MPack: global memory optimization for stream applications in high-level synthesis

Abstract

One of the challenges in designing high-performance FPGA applications is fine-tuning the use of limited on-chip memory storage among many buffers in an application. To achieve desired performance the designer faces the burden of packaging such buffers into on-chip memories and manually optimizing the utilization of each memory and the throughput of each buffer. In addition, the application memories may not match the word width or depth of the physical on-chip memories available on the FPGA. This process is time consuming and non-trivial, particularly with a large number of buffers of various depths and bit widths.

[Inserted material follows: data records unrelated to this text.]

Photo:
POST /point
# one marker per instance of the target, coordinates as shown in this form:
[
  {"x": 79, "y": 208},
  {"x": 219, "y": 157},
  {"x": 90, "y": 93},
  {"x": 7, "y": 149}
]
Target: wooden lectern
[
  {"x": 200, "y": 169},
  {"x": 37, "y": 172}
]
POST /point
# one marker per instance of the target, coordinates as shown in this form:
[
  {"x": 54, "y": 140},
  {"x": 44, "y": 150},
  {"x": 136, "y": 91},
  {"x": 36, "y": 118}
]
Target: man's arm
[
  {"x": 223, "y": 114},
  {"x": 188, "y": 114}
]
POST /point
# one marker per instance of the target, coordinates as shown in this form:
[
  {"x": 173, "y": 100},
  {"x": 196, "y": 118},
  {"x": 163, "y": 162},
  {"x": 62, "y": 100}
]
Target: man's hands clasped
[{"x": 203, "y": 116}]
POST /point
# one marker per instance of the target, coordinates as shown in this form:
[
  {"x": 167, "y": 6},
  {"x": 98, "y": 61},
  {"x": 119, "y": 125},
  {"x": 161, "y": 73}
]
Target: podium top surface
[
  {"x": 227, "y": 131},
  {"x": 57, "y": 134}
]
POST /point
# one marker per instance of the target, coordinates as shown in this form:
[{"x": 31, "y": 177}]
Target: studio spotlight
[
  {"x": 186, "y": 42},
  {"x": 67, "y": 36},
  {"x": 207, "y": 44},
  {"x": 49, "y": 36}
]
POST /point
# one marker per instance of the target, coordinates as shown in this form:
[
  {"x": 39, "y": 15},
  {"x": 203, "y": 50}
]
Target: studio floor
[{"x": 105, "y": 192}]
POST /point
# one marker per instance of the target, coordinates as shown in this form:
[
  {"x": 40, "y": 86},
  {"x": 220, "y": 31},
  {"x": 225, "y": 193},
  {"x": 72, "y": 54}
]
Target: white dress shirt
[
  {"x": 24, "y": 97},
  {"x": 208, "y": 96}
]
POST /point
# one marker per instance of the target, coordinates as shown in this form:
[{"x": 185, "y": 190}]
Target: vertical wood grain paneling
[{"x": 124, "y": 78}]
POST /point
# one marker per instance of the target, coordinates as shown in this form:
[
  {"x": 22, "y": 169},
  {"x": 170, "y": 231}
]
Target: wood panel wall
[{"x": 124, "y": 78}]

We propose a tool, MPack, which globally optimizes on-chip memory use across all buffers for stream applications. The goal is to speed up development time by providing rapid design space exploration and relieving the designer of lengthy low-level iterations. We introduce new high-level pragmas allowing the user to specify global memory requirements, such as an application's on-chip memory budget and data throughput. We allow the user to quickly generate a large number of memory solutions and explore the trade-off between memory usage and achievable throughput. To demonstrate the effectiveness of our tool, we apply the new high-level pragmas to an image processing benchmark. MPack effectively explores the design space and is able to produce a large number of memory solutions ranging from 10 to 100% in throughput, and from 12 to 100% in on-chip memory usage.